The 1997 Outlook continues to project the Asia-Pacific region outpacing all other areas of the world in traffic growth, with annual projected travel of 6.6 percent. While U.S. traffic will grow by 3.1 percent per year, the United States will remain the No. 1 travel market due to its well-developed, mature base.
Asia-Pacific also will continue as the leading market for new airplanes with 33 percent of the dollars invested coming from that region of the world. North America is No. 2, with 28 percent, followed by Europe at 26 percent and the rest of the world at 13 percent.
"The future market for airplanes clearly is outside of the United States," Dennis said. "Essentially, international customers will invest $3 out of every $4 for new airplanes over the next two decades."

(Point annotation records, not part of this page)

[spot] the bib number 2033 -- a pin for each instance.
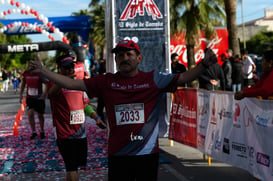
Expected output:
(129, 113)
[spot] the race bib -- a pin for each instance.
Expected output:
(77, 117)
(129, 113)
(33, 91)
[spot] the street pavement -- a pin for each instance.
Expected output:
(182, 163)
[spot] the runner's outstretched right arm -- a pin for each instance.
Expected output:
(63, 81)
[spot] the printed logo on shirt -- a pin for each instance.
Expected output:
(77, 117)
(129, 113)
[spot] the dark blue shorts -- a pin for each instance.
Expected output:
(74, 152)
(37, 104)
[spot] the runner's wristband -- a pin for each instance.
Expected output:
(98, 117)
(204, 65)
(89, 110)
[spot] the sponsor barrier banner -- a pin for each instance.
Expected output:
(231, 131)
(184, 117)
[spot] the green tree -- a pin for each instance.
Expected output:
(194, 16)
(230, 9)
(98, 32)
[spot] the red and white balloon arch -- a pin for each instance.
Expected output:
(27, 10)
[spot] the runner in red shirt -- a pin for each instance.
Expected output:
(69, 120)
(132, 100)
(35, 100)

In terms of the types of aircraft to fill these traffic growth requirements, Boeing projects that single-aisle airplanes -- the size of the Boeing 737 and 757 -- will have the largest market potential, accounting for 43 percent of the dollars invested in the world's fleet by 2016. Of the 16,160 jetliners anticipated over the next 20 years, 11,260 will be single-aisle airplanes, seating up to about 240 passengers.
The intermediate-size airplanes, such as the Boeing 767 and 777, are in the fastest-growing segment of the market, which comprises 39 percent of the dollar-value total, or 3,720 airplanes. The smallest market segment is 747-size or larger airplanes, which are projected to total 18 percent of the dollars invested in new airplanes, or 1,180 airplanes.
"The market demand just isn't there right now for an airplane larger than our 747 jumbo jet," Dennis said. "However, we continue to study the market and, if the potential develops for that size of airplane, we'll be ready with an excellent design.
"The great news for Boeing and our customers is that we offer the only complete family of airplanes, serving every market need, from 100 seats to nearly 600 seats," he added. "And we have product development studies under way on derivatives of our 767 and 777 that could lead to an even stronger product line.
"We're bullish on the market for new airplanes as well as our ability to continue filling the skies with Boeing airplanes."